在有引导的情况下,发现具体实现和相关原理并不难。可是在学习这个课程之前,这些知识点对于博主来说都是不想去理解的理论知识,更没想过手动实现。不得不说,大牛的课程就是牛啊。跟着走了一遍之后,以前感觉底层的东西都理解的很透彻。
本博客只贴出代码,给大家自己编写时有一个参考。不会去详细解释原理
作业内容
以更加模块化的方式实现全连接神经网络,主要包括:
- 实现诸如affine,relu等等层的前向计算以及后向计算
- 编写solver类,实现网络的训练
- 实现其他的优化方法,如sgd_momentum, rmsprop, adam等等
具体代码
全连接层affine layer
前向计算
def affine_forward(x, w, b):
"""
Computes the forward pass for an affine (fully-connected) layer.
The input x has shape (N, d_1, ..., d_k) and contains a minibatch of N
examples, where each example x[i] has shape (d_1, ..., d_k). We will
reshape each input into a vector of dimension D = d_1 * ... * d_k, and
then transform it to an output vector of dimension M.
Inputs:
- x: A numpy array containing input data, of shape (N, d_1, ..., d_k)
- w: A numpy array of weights, of shape (D, M)
- b: A numpy array of biases, of shape (M,)
Returns a tuple of:
- out: output, of shape (N, M)
- cache: (x, w, b)
"""
out = None
###########################################################################
# TODO: Implement the affine forward pass. Store the result in out. You #
# will need to reshape the input into rows. #
###########################################################################
N = x.shape[0]
x_reshape = x.reshape(N, -1)
out = x_reshape.dot(w) + b
###########################################################################
# END OF YOUR CODE #
###########################################################################
cache = (x, w, b)
return out, cache
后向计算
def affine_backward(dout, cache):
"""
Computes the backward pass for an affine layer.
Inputs:
- dout: Upstream derivative, of shape (N, M)
- cache: Tuple of:
- x: Input data, of shape (N, d_1, ... d_k)

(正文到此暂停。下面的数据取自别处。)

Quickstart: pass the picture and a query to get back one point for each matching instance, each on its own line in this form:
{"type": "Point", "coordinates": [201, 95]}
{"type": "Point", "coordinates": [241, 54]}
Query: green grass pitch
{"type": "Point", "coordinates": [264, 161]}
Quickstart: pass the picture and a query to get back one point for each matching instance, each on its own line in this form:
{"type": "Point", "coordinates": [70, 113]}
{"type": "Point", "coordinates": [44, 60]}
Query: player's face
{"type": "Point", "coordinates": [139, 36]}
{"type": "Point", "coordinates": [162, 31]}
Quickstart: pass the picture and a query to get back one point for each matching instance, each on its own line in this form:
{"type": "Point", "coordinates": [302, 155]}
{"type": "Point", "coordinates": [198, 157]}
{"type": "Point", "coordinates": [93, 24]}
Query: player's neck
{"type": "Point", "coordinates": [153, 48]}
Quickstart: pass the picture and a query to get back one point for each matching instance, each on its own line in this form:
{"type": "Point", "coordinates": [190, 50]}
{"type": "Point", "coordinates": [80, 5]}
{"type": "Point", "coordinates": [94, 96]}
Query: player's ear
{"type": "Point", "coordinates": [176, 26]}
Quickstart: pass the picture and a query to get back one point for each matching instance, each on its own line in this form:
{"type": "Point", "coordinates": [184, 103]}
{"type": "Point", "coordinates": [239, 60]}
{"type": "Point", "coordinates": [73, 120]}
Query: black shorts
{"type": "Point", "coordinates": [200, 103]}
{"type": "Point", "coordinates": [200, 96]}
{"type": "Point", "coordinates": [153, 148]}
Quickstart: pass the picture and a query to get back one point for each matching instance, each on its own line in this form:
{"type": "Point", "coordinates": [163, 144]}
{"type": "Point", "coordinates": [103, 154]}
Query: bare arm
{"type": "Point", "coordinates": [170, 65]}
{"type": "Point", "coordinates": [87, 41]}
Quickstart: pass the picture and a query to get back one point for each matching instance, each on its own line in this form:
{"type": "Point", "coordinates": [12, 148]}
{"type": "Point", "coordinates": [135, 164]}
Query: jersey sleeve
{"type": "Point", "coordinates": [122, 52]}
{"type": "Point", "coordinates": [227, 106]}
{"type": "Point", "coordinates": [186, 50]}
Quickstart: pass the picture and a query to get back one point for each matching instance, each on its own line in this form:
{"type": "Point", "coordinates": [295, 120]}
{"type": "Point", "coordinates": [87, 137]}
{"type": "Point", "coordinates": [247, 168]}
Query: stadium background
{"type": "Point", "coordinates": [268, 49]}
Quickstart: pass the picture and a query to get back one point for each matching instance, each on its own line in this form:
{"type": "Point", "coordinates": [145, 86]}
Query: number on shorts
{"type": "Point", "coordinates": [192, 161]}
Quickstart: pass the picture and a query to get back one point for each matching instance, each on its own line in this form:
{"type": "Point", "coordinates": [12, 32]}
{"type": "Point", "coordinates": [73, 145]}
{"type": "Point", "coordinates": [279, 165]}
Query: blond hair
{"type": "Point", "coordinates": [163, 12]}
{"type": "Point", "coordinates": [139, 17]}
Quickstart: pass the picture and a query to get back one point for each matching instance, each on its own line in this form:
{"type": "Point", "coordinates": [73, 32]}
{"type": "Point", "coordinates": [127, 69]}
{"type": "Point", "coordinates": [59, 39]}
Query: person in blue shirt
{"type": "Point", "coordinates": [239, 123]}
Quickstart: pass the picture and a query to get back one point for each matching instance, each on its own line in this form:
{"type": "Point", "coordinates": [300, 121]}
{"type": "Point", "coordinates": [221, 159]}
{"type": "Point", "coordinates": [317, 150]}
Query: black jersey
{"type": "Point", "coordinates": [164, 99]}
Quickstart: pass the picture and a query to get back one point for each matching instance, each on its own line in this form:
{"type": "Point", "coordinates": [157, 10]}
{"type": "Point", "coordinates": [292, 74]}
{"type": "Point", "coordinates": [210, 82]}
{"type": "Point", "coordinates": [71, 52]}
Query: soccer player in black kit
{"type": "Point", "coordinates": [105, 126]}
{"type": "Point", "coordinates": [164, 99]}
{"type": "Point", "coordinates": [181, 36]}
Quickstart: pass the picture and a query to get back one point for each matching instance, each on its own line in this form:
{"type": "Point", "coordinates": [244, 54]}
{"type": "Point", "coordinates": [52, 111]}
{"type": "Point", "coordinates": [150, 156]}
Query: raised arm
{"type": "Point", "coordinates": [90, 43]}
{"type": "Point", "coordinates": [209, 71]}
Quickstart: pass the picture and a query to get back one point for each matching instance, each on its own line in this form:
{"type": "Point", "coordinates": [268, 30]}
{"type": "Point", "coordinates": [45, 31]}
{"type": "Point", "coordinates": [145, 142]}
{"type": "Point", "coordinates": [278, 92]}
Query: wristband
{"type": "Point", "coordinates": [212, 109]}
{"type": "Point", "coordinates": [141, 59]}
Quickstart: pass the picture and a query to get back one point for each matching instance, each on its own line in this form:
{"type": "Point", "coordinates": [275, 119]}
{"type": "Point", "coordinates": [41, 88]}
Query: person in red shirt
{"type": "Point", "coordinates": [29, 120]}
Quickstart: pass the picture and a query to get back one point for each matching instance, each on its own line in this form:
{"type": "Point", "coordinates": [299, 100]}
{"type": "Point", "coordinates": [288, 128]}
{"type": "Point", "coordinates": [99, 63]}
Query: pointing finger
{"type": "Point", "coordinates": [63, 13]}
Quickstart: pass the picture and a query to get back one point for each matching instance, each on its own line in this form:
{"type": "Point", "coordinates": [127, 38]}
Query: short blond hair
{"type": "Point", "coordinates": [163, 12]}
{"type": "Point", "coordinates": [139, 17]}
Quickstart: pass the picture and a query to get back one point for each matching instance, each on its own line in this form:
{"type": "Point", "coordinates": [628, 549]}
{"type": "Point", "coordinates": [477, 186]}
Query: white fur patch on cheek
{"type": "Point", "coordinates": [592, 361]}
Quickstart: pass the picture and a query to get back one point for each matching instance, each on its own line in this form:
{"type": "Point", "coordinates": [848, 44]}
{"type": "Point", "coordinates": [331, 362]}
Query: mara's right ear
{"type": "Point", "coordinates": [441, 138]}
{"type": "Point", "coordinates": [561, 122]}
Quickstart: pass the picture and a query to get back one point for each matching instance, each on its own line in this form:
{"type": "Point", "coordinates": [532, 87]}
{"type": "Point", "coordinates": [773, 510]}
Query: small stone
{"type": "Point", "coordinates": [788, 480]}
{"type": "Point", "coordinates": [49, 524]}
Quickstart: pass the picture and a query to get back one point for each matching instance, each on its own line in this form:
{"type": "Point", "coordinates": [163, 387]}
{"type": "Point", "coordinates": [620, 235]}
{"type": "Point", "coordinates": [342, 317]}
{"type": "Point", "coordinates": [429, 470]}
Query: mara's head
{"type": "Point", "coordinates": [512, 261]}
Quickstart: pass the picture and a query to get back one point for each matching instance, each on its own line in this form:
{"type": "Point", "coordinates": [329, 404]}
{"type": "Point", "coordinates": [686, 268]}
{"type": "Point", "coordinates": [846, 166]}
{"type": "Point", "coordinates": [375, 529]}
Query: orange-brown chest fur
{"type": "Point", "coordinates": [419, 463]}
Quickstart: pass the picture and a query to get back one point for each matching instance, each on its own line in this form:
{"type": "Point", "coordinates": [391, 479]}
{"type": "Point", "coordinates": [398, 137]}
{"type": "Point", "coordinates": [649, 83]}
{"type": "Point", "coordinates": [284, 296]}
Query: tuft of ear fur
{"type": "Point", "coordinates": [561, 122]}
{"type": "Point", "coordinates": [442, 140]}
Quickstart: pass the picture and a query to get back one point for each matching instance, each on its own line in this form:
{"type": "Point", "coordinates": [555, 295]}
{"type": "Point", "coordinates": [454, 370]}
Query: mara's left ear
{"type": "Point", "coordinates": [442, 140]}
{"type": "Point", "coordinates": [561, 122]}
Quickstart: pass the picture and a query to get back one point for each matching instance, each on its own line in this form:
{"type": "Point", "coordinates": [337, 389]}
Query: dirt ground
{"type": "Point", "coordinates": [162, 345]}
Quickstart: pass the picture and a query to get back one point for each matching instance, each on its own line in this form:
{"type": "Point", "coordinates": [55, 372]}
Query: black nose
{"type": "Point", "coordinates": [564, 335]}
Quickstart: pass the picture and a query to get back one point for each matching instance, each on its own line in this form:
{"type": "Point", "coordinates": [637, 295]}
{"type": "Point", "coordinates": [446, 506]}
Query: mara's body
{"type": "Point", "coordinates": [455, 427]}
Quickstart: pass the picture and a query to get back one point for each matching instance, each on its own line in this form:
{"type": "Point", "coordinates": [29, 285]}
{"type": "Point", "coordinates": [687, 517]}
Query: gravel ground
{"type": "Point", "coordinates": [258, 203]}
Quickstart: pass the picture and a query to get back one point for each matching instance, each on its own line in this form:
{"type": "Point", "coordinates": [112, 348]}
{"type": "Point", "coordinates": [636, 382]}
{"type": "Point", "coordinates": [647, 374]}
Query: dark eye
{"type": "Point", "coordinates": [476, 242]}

- w: Weights, of shape (D, M)
- b: Biases, of shape (M,)
Returns a tuple of:
- dx: Gradient with respect to x, of shape (N, d1, ..., d_k)
- dw: Gradient with respect to w, of shape (D, M)
- db: Gradient with respect to b, of shape (M,)
"""
x, w, b = cache
dx, dw, db = None, None, None
###########################################################################
# TODO: Implement the affine backward pass. #
###########################################################################
N = x.shape[0]
x_reshape = x.reshape(N, -1)
dx = dout.dot(w.T).reshape(x.shape)
dw = x_reshape.T.dot(dout)
db = np.sum(dout, axis=0)
###########################################################################
# END OF YOUR CODE #
###########################################################################
return dx, dw, db
激活函数实现
def relu_forward(x):
"""
Computes the forward pass for a layer of rectified linear units (ReLUs).
Input:
- x: Inputs, of any shape
Returns a tuple of:
- out: Output, of the same shape as x
- cache: x
"""
out = None
###########################################################################
# TODO: Implement the ReLU forward pass. #
###########################################################################
out = np.maximum(0, x)
###########################################################################
# END OF YOUR CODE #
###########################################################################
cache = x
return out, cache
def relu_backward(dout, cache):
"""
Computes the backward pass for a layer of rectified linear units (ReLUs).
Input:
- dout: Upstream derivatives, of any shape
- cache: Input x, of same shape as dout
Returns:
- dx: Gradient with respect to x
"""
dx, x = None, cache
###########################################################################
# TODO: Implement the ReLU backward pass. #
###########################################################################
dx = dout * (x >= 0)
###########################################################################
# END OF YOUR CODE #
###########################################################################
return dx
以relu为激活函数的affine层
def affine_relu_forward(x, w, b):
"""
Convenience layer that perorms an affine transform followed by a ReLU
Inputs:
- x: Input to the affine layer
- w, b: Weights for the affine layer
Returns a tuple of:
- out: Output from the ReLU
- cache: Object to give to the backward pass
"""
a, fc_cache = affine_forward(x, w, b)
out, relu_cache = relu_forward(a)
cache = (fc_cache, relu_cache)
return out, cache
def affine_relu_backward(dout, cache):
"""
Backward pass for the affine-relu convenience layer
"""
fc_cache, relu_cache = cache
da = relu_backward(dout, relu_cache)
dx, dw, db = affine_backward(da, fc_cache)
return dx, dw, db
测试结果
Testing affine_relu_forward and affine_relu_backward:
dx error: 2.299579177309368e-11
dw error: 8.162011105764925e-11
db error: 7.826724021458994e-12
再次实现两层神经网络
class TwoLayerNet(object):
"""
A two-layer fully-connected neural network with ReLU nonlinearity and
softmax loss that uses a modular layer design. We assume an input dimension
of D, a hidden dimension of H, and perform classification over C classes.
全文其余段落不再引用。